Water Infiltration into Exposed Fractured Rock Surfaces

Fractured rock media are present at many existing and potential waste disposal sites, yet characterization data and physical relationships are not well developed for such media. This study focused on water infiltration characteristics of an exposed fractured rock as an approach for defining the upper boundary condition for unsaturated‐zone water percolation and contaminant transport modeling. Two adjacent watersheds of 0.24 and 1.73 ha with slopes up to 45% were instrumented for measuring rainfall and runoff. Fracture density was measured from readily observable fracture traces on the surface. Three methods were employed to evaluate the rainfall‐runoff relationship. The first method used the annual totals and indicated that only 22.5% of rainfall occurred as runoff for the 1990–1991 water year, which demonstrates a high water intake rate by the exposed fracture system.

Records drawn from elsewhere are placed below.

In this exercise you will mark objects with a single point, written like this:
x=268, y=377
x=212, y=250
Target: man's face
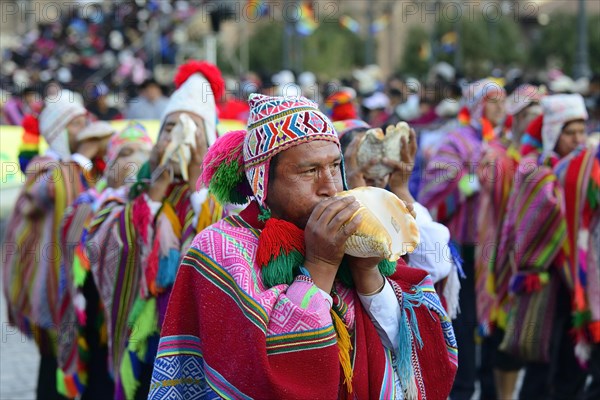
x=124, y=169
x=572, y=136
x=524, y=117
x=494, y=111
x=73, y=128
x=304, y=175
x=164, y=137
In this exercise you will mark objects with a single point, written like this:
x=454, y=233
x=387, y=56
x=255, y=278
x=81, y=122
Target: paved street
x=19, y=358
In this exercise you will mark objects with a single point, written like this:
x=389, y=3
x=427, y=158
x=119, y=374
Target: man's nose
x=327, y=184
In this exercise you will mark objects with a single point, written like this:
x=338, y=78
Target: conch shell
x=387, y=228
x=183, y=140
x=377, y=145
x=96, y=130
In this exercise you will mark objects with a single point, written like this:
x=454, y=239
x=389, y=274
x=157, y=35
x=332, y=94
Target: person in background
x=496, y=173
x=26, y=102
x=148, y=236
x=32, y=264
x=99, y=105
x=150, y=103
x=83, y=369
x=450, y=191
x=550, y=249
x=433, y=254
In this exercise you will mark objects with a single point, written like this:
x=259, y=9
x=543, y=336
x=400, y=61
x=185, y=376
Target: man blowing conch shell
x=266, y=304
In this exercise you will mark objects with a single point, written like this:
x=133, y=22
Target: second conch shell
x=183, y=141
x=387, y=228
x=377, y=145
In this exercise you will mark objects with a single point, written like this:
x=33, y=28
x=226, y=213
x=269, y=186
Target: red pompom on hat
x=199, y=85
x=208, y=70
x=532, y=140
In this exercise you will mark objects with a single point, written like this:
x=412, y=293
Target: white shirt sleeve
x=384, y=310
x=432, y=254
x=84, y=162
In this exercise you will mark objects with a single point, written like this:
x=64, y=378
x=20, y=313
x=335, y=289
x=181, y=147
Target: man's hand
x=325, y=235
x=365, y=274
x=402, y=170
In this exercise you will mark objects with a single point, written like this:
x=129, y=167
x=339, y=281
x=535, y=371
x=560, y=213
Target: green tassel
x=146, y=325
x=79, y=273
x=386, y=267
x=282, y=269
x=60, y=383
x=581, y=318
x=128, y=381
x=136, y=310
x=225, y=184
x=593, y=195
x=264, y=215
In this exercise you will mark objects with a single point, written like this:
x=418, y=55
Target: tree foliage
x=330, y=51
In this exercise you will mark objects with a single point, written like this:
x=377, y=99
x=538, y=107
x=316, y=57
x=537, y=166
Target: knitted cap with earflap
x=236, y=170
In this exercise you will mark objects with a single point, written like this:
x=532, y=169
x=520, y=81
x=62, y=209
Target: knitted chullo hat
x=54, y=119
x=531, y=141
x=236, y=168
x=522, y=97
x=474, y=97
x=51, y=124
x=199, y=85
x=558, y=110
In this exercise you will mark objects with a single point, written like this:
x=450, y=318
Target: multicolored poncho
x=548, y=235
x=228, y=335
x=496, y=177
x=442, y=192
x=135, y=261
x=31, y=269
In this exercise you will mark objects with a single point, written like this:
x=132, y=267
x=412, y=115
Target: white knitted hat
x=198, y=84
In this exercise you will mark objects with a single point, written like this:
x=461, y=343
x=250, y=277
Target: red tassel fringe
x=276, y=236
x=141, y=217
x=208, y=70
x=31, y=125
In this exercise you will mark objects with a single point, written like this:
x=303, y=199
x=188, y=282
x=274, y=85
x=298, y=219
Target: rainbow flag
x=380, y=23
x=307, y=22
x=350, y=23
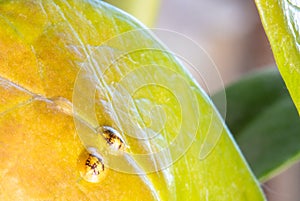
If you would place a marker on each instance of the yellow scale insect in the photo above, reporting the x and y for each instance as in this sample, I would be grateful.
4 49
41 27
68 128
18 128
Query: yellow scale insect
112 137
94 170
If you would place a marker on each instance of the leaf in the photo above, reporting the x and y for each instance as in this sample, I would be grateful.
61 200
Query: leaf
65 72
264 121
281 20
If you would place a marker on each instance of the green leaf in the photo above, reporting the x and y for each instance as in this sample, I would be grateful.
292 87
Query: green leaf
50 51
281 20
264 121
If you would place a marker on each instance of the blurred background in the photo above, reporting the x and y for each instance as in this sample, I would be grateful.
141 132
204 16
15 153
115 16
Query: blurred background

The second method employed total rainfall and runoff for individual storms in conjunction with the commonly used USDA Soil Conservation Service curve number method developed for wide ranges of soils and vegetation. Curve numbers between 75 and 85 were observed for summer and winter storms with dry antecedent runoff conditions, while values exceeded 90 for wet conditions. The third method used a mass‐balance approach for four major storms, which indicated that water intake rates ranged from 2.0 to 7.3 mm h ‐1 , yielding fracture intake velocities ranging from 122 to 293 m h ‐1 . The three analyses show the complexity of the infiltration process for fractured rock. However, they contribute to a better understanding of the upper boundary condition for predicting contaminant transport through an unsaturated fractured rock medium.